The incident sparked outrage among Tunisia's growing community of LGBT activists. For Badr Baabou, an activist and co-founder of the Tunisian Association for Equality and Justice, an organization working to advance the rights of sexual minorities, the sentence "resembles one from the [Spanish] Inquisition."
HuffPost Tunisia spoke to Baabou about the social and political environment Tunisia's Lesbian, Gay, Bisexual and Transgender community has to contend with.
What are your thoughts on the verdict? Were you expecting such a sentence?We are clearly outraged and shocked with the methods used as well as the sentence itself.

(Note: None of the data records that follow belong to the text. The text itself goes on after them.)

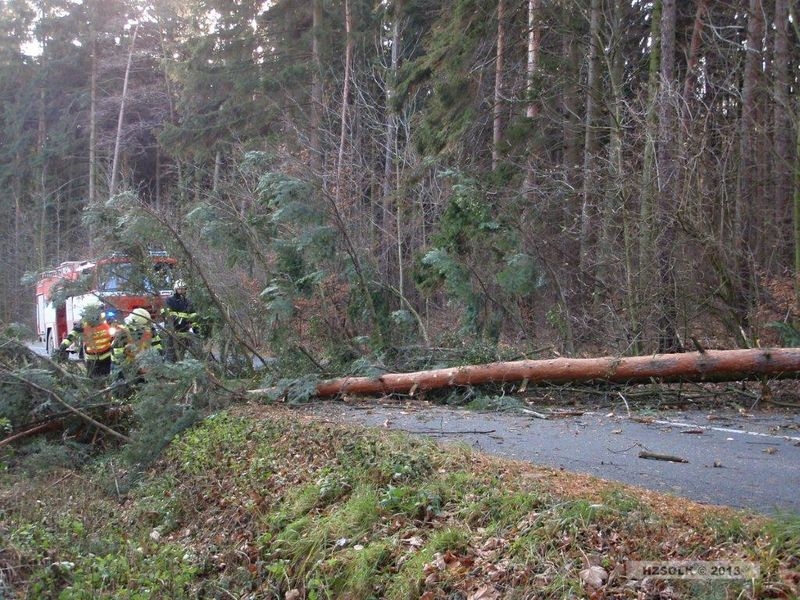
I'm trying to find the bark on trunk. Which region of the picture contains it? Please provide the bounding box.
[260,348,800,397]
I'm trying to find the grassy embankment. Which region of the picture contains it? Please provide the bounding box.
[0,408,800,600]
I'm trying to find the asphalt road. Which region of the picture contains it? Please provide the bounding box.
[302,402,800,515]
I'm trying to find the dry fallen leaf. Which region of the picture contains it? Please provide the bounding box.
[580,565,608,589]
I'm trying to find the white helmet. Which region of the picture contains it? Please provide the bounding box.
[125,307,152,327]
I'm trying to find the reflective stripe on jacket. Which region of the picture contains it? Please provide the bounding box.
[83,321,114,360]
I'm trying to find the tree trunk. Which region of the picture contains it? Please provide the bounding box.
[250,348,800,397]
[492,0,506,171]
[771,0,793,264]
[378,0,405,297]
[108,25,139,198]
[308,0,323,178]
[580,0,602,273]
[656,0,681,353]
[336,0,353,195]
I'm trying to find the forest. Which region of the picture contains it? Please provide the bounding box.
[0,0,800,374]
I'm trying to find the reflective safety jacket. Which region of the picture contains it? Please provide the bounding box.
[81,321,114,360]
[112,325,164,364]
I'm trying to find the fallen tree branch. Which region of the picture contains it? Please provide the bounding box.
[3,373,131,442]
[639,450,689,463]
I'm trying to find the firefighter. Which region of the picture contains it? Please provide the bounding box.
[111,308,164,367]
[58,304,114,377]
[161,279,198,362]
[111,308,164,397]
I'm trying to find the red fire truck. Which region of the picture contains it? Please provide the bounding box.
[36,252,176,354]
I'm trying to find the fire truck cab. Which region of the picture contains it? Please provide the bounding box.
[36,252,176,354]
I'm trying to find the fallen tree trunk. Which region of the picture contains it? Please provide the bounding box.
[262,348,800,397]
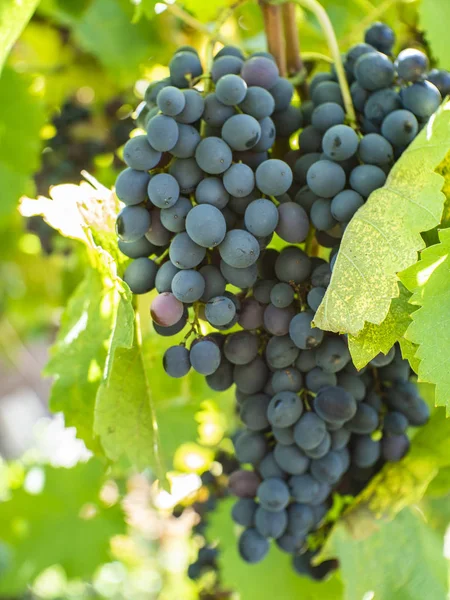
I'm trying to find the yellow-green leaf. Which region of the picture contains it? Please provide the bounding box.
[400,229,450,416]
[315,102,450,336]
[348,285,415,369]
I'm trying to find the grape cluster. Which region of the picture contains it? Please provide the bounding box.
[116,23,444,579]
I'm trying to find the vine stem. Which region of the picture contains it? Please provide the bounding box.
[164,2,230,46]
[274,0,356,127]
[282,2,308,98]
[259,0,287,77]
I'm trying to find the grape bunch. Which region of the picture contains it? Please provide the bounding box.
[116,23,444,579]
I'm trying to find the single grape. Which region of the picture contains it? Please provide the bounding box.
[345,402,378,434]
[123,257,158,294]
[270,77,294,111]
[289,312,324,350]
[322,125,359,160]
[381,110,419,147]
[241,85,275,121]
[116,169,150,205]
[216,73,247,106]
[241,56,279,90]
[256,158,293,196]
[195,137,233,175]
[155,260,180,294]
[156,85,186,117]
[352,435,381,469]
[270,283,294,308]
[222,163,255,198]
[231,498,258,527]
[169,231,206,269]
[169,51,203,88]
[220,260,258,289]
[175,89,205,125]
[273,443,309,475]
[364,21,395,54]
[189,339,220,375]
[150,292,184,327]
[395,48,429,81]
[311,81,344,106]
[206,358,234,392]
[355,52,395,91]
[117,236,156,258]
[306,160,346,198]
[219,229,260,268]
[172,269,205,304]
[238,298,264,330]
[222,114,261,150]
[310,199,336,231]
[234,356,269,394]
[163,346,191,378]
[311,102,345,133]
[148,173,180,208]
[186,204,227,248]
[264,304,295,336]
[159,196,192,233]
[211,55,244,83]
[400,81,442,119]
[116,206,151,242]
[275,246,311,283]
[305,367,337,394]
[237,528,269,564]
[275,202,309,244]
[298,125,323,154]
[311,451,342,485]
[267,391,303,427]
[169,158,203,194]
[147,115,179,152]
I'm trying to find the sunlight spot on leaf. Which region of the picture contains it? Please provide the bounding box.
[23,467,45,495]
[417,254,448,285]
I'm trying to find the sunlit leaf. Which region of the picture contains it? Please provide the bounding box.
[315,103,450,336]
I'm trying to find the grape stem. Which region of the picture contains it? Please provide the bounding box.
[271,0,356,127]
[259,0,287,77]
[281,2,308,99]
[164,2,230,46]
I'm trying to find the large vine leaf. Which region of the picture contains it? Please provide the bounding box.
[0,459,125,597]
[0,66,45,223]
[315,102,450,336]
[322,508,448,600]
[207,499,343,600]
[21,183,164,478]
[419,0,450,69]
[0,0,39,73]
[348,285,415,369]
[400,229,450,416]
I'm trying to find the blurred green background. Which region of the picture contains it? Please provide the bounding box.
[0,0,450,600]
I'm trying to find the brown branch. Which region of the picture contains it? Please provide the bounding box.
[282,2,308,99]
[260,0,287,77]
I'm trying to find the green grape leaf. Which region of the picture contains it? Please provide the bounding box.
[0,0,39,74]
[348,285,416,369]
[322,508,448,600]
[0,68,45,222]
[73,0,164,85]
[330,396,450,539]
[183,0,225,23]
[94,302,165,482]
[0,459,126,597]
[400,229,450,416]
[314,102,450,336]
[419,0,450,69]
[207,498,343,600]
[20,183,128,452]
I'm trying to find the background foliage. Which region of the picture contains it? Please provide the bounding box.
[0,0,450,600]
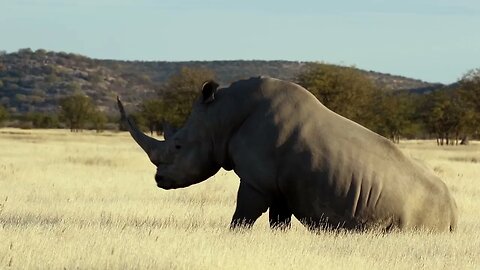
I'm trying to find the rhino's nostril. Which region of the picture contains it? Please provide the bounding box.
[155,174,167,182]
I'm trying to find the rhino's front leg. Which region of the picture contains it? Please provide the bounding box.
[230,181,269,229]
[268,199,292,230]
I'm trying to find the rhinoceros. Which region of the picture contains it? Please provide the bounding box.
[118,77,457,231]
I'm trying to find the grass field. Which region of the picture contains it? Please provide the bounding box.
[0,129,480,270]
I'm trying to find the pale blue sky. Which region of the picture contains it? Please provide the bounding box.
[0,0,480,83]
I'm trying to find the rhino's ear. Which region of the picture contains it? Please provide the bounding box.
[202,80,218,104]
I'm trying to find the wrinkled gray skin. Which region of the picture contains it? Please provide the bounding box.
[119,77,457,231]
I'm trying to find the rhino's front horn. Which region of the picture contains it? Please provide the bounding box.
[117,96,165,165]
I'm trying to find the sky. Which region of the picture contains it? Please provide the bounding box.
[0,0,480,83]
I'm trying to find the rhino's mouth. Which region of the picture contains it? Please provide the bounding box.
[155,174,175,189]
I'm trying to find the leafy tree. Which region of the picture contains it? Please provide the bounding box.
[60,93,94,132]
[25,112,59,128]
[458,68,480,138]
[0,105,9,124]
[297,63,378,126]
[160,67,215,127]
[424,89,475,145]
[374,93,414,143]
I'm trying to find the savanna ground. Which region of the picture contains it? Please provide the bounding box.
[0,129,480,269]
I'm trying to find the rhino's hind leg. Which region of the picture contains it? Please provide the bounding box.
[230,181,269,229]
[268,199,292,230]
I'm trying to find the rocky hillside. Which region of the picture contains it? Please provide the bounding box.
[0,49,441,114]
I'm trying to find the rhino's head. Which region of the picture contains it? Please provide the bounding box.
[118,81,220,189]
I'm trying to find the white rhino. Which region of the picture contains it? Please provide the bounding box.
[118,77,457,231]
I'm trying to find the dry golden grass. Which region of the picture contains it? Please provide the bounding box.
[0,129,480,270]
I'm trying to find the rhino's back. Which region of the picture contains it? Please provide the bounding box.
[225,78,456,230]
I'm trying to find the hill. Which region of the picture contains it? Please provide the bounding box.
[0,49,443,114]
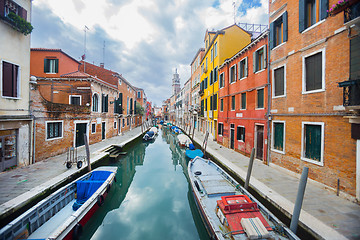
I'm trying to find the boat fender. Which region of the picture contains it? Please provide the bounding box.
[194,180,201,192]
[97,195,104,207]
[106,184,111,193]
[73,223,82,240]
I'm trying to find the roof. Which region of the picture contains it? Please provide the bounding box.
[30,48,80,64]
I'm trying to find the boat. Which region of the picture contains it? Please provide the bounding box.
[177,133,192,147]
[143,131,155,141]
[0,166,117,239]
[188,157,299,240]
[185,149,204,159]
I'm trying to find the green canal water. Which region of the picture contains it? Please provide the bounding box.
[82,126,209,240]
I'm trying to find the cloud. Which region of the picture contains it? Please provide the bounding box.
[32,0,268,106]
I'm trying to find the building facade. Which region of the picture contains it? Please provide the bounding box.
[0,0,33,171]
[269,0,360,198]
[217,32,268,162]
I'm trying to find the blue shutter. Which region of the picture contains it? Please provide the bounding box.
[299,0,305,32]
[282,11,288,42]
[269,22,275,50]
[320,0,329,20]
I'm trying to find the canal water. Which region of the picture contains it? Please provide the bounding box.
[81,126,209,240]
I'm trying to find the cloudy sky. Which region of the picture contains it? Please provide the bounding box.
[31,0,268,106]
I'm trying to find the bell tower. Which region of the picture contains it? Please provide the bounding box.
[172,68,180,95]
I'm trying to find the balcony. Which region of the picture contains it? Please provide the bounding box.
[339,79,360,110]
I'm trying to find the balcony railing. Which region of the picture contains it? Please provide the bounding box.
[339,79,360,109]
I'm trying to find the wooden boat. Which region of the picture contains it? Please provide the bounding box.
[188,157,299,240]
[143,131,155,141]
[185,149,204,159]
[0,167,117,239]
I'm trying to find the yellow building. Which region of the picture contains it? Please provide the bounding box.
[200,24,251,139]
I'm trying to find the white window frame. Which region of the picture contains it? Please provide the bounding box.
[229,63,237,84]
[271,64,286,98]
[236,125,246,142]
[91,123,96,134]
[238,57,249,80]
[69,95,82,106]
[45,120,64,141]
[271,120,286,154]
[0,59,21,99]
[300,122,325,166]
[91,92,101,112]
[302,48,326,94]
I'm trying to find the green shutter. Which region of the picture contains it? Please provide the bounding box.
[299,0,306,32]
[282,11,288,42]
[305,125,322,161]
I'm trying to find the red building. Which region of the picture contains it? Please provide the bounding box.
[217,32,268,162]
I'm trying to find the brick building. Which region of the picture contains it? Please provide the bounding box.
[217,32,268,161]
[269,0,360,198]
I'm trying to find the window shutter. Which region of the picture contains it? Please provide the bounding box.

The public prosecutor's department ordered that the young man be submitted to an anal exam, disregarding Article 23 of the constitution, which guarantees respect of human dignity, one's physical integrity, and prohibits physical and psychological torture, as well as Article 24, which deals with the protection of private life. It's a humiliating and degrading practice that resembles torture, as it leads to physical and mental damage.
It should be noted that the young man did not give his consent. He was forced, harassed into getting the exam. Another flagrant violation of the law, which requires the suspect's consent for this type of exam.
As for the sentence of one year in prison, that is unfortunately predictable and standard in matters related to homosexuality. We have come across several similar incidents. The punishment can go up to more than three years, even in cases of "repeat offenders." The worst thing is that people are stopped on the street. The police stop them not in flagrante delicto [caught in the act], but based solely on appearance. If they observe that someone has a "slightly mannered" way about them, they proceed to arrest them. What constitution, what individual liberties are we speaking about if they go unheeded? It's inhumane and illegal.
What are your plans going forward?A meeting between civil society groups working in the field has been scheduled for Monday, in order to coordinate our actions. We need to apply pressure on other national organizations such as the Tunisian Human Rights League, as well as elected representatives in order to raise awareness of the need to put an end to this disgrace.
Unfortunately, even those that we call progressives are in denial when it comes to the LGBT cause.
How do you explain this "denial"?There are those who quite simply don't believe in it. There are others that believe in it but think that it’s too soon to talk about it, that we need to ease in the situation, to go about it gently. However, by waiting for the right moment, we never talk about it, and the persecution of gays is continuing amidst total indifference.
There are also political figures who, for purely electoral and populist reasons, choose to keep quiet because they think that they will be discredited in the eyes of the public for talking about homosexuality. Cowardice is paralyzing our “progressives."